A big bulb of frondy fennel walked into Trader Joe’s with some fat juicy Brats. Oh, actually, it was me who walked into Traders, and they who were serving a sauté of chicken sausage and slivered fennel, as a side dish.
They had me at the fennel part, but I tumbled further with the addition of the savory sausage.
I made a mental note of what they did and grabbed two fennel bulbs, quite serendipitously placed at the tasting table. It was late afternoon and I was thinking of dinner. I devoured my sample, wishing I could eat a plateful.

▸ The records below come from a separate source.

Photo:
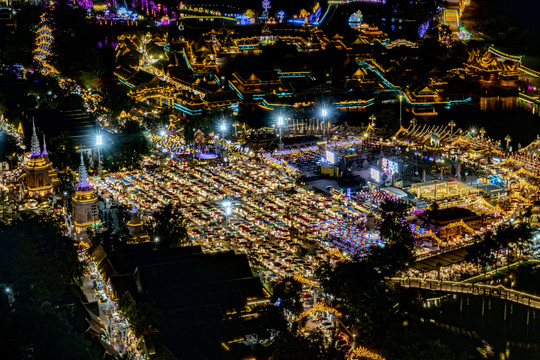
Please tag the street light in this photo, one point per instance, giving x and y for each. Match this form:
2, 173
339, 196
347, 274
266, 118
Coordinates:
372, 119
99, 143
452, 124
227, 207
324, 114
280, 121
223, 129
400, 106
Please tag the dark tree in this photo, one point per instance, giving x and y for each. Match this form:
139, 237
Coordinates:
130, 145
286, 295
168, 227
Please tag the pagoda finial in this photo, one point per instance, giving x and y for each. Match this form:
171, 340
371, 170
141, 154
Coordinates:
35, 151
83, 177
44, 152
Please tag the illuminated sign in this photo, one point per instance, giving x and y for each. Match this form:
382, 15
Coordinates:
375, 175
330, 157
389, 167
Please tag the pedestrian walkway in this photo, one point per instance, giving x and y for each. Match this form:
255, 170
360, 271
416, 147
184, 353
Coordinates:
500, 292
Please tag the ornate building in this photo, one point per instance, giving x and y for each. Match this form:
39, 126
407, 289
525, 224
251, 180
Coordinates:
85, 204
484, 63
39, 177
135, 226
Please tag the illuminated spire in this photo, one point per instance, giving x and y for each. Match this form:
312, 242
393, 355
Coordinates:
83, 177
44, 152
35, 151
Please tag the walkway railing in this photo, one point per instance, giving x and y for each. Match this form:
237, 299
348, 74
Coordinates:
441, 251
499, 291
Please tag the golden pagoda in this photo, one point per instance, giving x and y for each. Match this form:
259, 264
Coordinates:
39, 177
84, 205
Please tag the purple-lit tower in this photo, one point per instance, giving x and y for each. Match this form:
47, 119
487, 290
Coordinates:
85, 211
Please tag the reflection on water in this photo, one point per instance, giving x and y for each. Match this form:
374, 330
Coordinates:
498, 103
504, 327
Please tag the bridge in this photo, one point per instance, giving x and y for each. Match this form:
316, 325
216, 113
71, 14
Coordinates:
453, 287
206, 17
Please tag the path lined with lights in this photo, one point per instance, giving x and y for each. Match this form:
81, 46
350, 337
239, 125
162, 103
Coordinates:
498, 291
115, 327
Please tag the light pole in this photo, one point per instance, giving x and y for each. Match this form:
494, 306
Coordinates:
227, 208
372, 119
281, 121
482, 133
223, 129
324, 114
452, 124
507, 139
400, 106
99, 143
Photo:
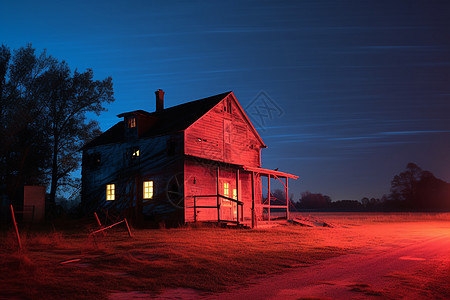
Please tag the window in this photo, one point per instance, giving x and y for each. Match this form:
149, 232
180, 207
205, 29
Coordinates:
148, 189
131, 122
227, 131
226, 189
227, 106
133, 153
110, 192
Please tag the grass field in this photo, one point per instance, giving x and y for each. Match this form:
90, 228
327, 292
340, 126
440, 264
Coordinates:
60, 263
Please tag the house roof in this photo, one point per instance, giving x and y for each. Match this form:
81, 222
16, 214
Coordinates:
166, 121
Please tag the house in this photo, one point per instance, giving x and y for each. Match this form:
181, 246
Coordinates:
198, 161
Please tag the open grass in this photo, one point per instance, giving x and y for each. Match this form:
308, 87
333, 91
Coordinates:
208, 259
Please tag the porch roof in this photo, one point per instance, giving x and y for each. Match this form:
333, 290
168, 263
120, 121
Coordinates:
267, 172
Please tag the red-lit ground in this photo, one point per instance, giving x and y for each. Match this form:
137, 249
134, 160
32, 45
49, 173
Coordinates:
379, 256
415, 265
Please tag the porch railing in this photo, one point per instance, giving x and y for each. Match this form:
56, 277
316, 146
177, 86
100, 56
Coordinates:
239, 206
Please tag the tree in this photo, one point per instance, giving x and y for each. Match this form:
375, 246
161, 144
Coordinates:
314, 201
404, 185
69, 97
43, 108
23, 140
419, 190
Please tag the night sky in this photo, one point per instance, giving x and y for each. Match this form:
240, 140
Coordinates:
355, 89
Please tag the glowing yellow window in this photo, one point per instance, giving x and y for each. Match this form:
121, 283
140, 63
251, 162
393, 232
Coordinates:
148, 189
110, 192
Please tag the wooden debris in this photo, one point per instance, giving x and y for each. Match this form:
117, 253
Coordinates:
311, 222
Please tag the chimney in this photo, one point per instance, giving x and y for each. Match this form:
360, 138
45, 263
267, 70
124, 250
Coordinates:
159, 100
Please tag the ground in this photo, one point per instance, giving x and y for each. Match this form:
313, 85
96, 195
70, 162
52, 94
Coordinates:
379, 256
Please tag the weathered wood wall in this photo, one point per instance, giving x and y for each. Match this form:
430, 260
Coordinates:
224, 136
160, 159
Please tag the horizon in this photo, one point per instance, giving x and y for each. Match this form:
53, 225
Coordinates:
357, 90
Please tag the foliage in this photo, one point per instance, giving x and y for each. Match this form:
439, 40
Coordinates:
43, 106
415, 189
314, 201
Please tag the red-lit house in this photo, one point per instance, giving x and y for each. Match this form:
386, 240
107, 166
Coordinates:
198, 161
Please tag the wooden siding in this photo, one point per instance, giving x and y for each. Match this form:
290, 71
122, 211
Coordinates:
223, 136
113, 163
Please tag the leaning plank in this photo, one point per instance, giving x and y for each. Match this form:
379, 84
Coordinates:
303, 222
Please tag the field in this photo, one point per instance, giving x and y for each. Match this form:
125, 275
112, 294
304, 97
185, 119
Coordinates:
364, 255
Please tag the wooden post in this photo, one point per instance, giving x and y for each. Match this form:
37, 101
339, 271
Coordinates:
287, 199
237, 196
253, 199
98, 221
268, 194
195, 209
128, 227
15, 227
218, 199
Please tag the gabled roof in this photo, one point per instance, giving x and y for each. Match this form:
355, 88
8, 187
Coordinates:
168, 120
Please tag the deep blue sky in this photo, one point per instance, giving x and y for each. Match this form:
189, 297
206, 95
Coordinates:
363, 87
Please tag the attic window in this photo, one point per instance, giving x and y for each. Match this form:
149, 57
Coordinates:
131, 122
110, 192
133, 153
227, 106
226, 189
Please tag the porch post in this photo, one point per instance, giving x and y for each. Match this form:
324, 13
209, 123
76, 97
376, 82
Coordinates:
218, 199
287, 199
237, 195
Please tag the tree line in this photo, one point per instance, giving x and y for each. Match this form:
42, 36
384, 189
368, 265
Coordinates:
412, 190
43, 123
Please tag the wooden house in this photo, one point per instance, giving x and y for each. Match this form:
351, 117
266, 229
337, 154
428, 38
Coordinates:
198, 161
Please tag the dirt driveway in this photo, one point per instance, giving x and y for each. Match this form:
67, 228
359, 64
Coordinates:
417, 270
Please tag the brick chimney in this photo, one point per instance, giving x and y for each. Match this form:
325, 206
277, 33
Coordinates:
159, 100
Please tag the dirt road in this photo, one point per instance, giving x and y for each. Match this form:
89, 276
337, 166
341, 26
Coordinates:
417, 270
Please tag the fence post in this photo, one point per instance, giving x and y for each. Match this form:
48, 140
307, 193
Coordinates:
128, 227
15, 227
195, 209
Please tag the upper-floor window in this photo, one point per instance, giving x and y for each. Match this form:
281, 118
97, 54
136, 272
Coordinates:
131, 122
133, 153
148, 189
110, 192
226, 189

Fennel is one of those things I avoided for years; mainly because it had a licorice flavor, of which I’m not terribly fond. Then came the day that a friend/chef introduced me to a fall salad of apples, slivered fennel, walnuts and shaved Parmesan. That was all it took – trying it, like we often tell little kids.

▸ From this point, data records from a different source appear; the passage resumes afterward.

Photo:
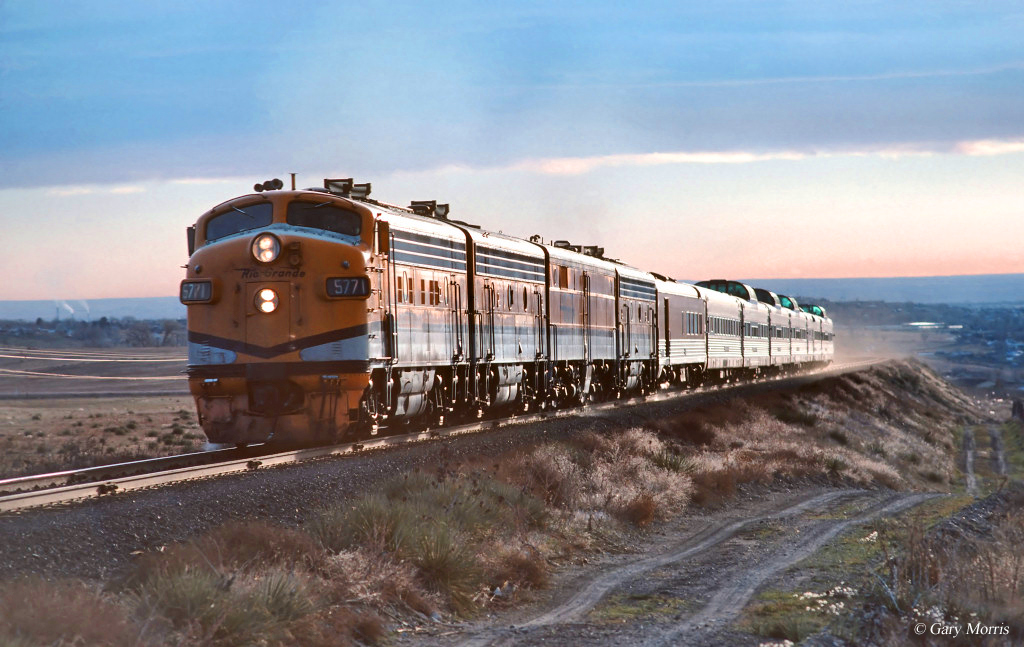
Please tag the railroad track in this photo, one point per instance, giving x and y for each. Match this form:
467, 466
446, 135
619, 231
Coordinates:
62, 487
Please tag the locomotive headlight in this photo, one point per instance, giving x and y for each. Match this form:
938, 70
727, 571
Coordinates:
266, 248
266, 300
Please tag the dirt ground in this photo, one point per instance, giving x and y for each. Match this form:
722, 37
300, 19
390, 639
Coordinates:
62, 408
51, 373
40, 435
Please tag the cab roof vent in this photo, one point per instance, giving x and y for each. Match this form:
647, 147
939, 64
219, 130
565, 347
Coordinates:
430, 209
347, 187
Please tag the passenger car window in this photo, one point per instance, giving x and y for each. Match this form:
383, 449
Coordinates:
238, 219
327, 216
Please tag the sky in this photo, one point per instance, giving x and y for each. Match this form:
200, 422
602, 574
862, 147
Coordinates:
785, 139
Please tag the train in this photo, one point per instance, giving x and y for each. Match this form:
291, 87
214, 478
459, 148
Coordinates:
321, 314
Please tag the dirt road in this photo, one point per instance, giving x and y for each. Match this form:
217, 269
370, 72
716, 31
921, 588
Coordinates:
693, 580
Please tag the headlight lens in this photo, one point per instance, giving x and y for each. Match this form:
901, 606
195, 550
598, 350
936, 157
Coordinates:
266, 300
266, 247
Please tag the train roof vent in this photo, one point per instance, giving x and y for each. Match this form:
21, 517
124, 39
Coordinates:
347, 187
430, 208
342, 186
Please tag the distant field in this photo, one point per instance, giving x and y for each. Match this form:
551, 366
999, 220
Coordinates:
61, 408
55, 373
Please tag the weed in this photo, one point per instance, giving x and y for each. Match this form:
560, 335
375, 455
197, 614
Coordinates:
839, 437
448, 565
836, 465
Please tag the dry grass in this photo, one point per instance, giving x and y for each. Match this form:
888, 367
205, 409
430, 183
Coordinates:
951, 576
34, 611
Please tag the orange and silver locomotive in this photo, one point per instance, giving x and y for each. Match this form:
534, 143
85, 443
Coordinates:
321, 313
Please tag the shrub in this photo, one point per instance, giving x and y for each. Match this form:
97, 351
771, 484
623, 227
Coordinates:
448, 565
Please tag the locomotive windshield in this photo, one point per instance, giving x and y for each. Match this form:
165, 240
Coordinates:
326, 216
238, 219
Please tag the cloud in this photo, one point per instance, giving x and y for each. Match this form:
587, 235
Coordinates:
990, 146
582, 165
94, 189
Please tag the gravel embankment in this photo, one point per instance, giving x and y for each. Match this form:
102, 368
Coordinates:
96, 538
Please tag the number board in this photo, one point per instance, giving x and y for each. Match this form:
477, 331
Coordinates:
348, 287
196, 291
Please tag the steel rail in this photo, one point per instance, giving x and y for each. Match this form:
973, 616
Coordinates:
115, 470
78, 491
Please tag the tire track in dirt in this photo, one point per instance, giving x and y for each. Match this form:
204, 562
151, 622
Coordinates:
733, 594
998, 453
969, 450
708, 537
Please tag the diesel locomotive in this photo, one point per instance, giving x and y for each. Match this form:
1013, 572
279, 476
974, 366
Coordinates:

A member of the carrot family, this flowering bulb has tall wispy fronds that resemble dill weed. It’s crunchy if served raw, with a taste reminiscent of licorice or anise. Fennel’s flavor mellows nicely when sautéed or braised with onions, carrots or added to a pot roast.
Returning home from the market, I took TJ’s nifty idea and played with it. I had Brats, onions and some leftover brown rice. Instead of having the fennel and sausage as a side dish, it was to be our entrée; therefore the addition of brown rice for more substance. Here’s my take on Trader Joe’s daily tasting:
- 1 large onion, sliced
- 2 large fennel bulbs, thinly sliced, save the green fronds for garnish
- 4 Brats sliced into 1 ½” chunks
- 1 ½ cups cooked brown rice or orzo
- 2 cloves minced garlic
- 1 tablespoon pure maple syrup
- Salt and pepper to taste
- Olive oil for the skillet
- Heat a large skillet over medium heat and swirl with olive oil to coat. Add sausage and cook until browned, 4 to 5 minutes.

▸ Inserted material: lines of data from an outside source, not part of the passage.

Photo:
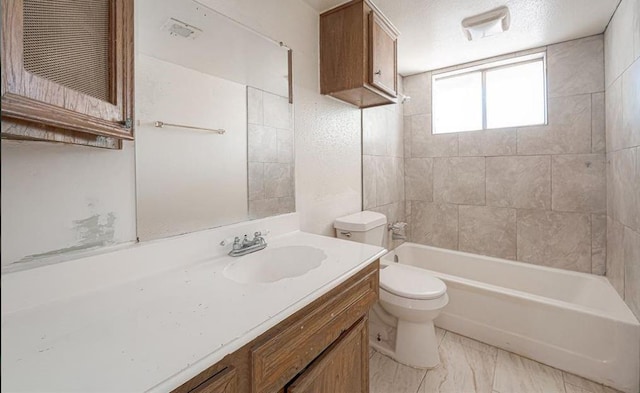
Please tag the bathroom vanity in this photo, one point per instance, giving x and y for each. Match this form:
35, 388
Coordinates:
321, 348
179, 315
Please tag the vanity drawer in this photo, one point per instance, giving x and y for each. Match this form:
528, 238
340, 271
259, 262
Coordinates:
282, 357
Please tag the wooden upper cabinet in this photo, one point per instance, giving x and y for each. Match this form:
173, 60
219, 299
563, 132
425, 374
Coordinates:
358, 55
67, 65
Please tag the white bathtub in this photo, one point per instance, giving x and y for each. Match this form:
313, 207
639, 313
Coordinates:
572, 321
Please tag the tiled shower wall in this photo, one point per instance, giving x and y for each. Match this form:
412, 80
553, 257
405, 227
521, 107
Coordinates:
622, 60
532, 194
270, 152
383, 162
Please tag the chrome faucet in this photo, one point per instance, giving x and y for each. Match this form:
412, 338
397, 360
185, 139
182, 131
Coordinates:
245, 246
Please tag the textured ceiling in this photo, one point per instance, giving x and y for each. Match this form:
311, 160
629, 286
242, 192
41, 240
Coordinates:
431, 36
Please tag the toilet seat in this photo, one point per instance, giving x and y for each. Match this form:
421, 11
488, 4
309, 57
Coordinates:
411, 283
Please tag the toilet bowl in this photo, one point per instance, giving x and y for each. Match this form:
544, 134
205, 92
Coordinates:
415, 298
410, 298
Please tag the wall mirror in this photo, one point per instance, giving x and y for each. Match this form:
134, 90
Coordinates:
214, 121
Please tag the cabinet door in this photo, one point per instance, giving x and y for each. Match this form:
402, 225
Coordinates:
69, 64
382, 53
226, 381
342, 368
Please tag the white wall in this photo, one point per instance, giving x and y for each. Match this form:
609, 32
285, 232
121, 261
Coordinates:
60, 198
49, 187
188, 180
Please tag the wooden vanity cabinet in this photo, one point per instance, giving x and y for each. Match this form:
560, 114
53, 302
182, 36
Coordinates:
321, 348
342, 368
67, 71
358, 55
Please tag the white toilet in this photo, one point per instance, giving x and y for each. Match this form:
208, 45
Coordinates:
410, 294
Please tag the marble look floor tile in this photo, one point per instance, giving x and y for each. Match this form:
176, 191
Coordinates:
440, 335
517, 374
466, 366
388, 376
576, 384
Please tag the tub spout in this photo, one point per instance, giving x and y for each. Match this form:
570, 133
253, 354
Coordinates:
398, 230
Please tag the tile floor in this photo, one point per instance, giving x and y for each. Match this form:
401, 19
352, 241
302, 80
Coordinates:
469, 366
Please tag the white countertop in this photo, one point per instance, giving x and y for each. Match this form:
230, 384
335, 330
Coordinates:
156, 332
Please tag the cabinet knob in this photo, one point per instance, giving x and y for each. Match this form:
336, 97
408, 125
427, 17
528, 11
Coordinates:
127, 123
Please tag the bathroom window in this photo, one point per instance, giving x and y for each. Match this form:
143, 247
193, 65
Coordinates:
501, 94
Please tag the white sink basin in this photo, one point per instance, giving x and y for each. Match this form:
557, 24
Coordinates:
273, 264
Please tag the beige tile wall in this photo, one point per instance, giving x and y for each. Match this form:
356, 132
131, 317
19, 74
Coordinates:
270, 152
532, 194
622, 96
383, 164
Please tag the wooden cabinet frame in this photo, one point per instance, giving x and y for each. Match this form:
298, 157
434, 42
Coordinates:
355, 38
27, 97
276, 358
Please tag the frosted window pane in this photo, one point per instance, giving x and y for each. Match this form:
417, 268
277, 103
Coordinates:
457, 103
515, 95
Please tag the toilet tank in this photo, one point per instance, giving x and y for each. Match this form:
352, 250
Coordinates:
363, 227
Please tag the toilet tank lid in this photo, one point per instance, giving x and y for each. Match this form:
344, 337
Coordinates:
360, 222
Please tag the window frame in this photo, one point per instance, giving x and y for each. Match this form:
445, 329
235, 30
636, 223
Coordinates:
491, 65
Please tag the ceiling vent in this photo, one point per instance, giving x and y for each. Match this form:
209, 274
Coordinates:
178, 28
486, 24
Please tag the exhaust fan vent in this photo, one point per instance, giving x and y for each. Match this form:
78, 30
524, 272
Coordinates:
178, 28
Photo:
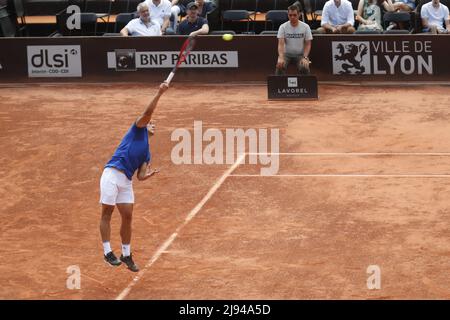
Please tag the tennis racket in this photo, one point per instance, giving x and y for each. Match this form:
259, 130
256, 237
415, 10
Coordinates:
187, 47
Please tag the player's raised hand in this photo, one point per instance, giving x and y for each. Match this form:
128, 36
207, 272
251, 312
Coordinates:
151, 127
163, 87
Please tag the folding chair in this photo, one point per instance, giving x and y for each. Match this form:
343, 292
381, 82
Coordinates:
7, 27
236, 15
397, 17
88, 24
122, 20
20, 12
102, 10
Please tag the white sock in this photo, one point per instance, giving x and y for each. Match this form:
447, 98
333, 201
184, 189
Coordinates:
106, 247
126, 250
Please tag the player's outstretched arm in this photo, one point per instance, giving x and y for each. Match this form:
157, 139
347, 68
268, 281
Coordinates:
145, 118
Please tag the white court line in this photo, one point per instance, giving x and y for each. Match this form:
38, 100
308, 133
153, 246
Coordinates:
174, 235
350, 175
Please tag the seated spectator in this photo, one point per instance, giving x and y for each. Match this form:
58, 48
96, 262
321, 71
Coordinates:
160, 11
404, 5
204, 7
369, 14
178, 9
193, 25
294, 43
142, 26
434, 15
401, 6
337, 17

- Toss in onion and fennel; allow to soften and caramelize. Add garlic and continue to cook for another 2 to 3 minutes. Drizzle with maple syrup and stir in rice or orzo.
- Taste for salt and pepper and season appropriately. Sprinkle with reserved fennel fronds or in a pinch use Italian parsley for garnish.
While I preferred the nutty, earthiness of the brown rice when paired with the fennel and sausage, the orzo definitely took it to a heavenly Italianesque place. Try both, see what you think…and let me know.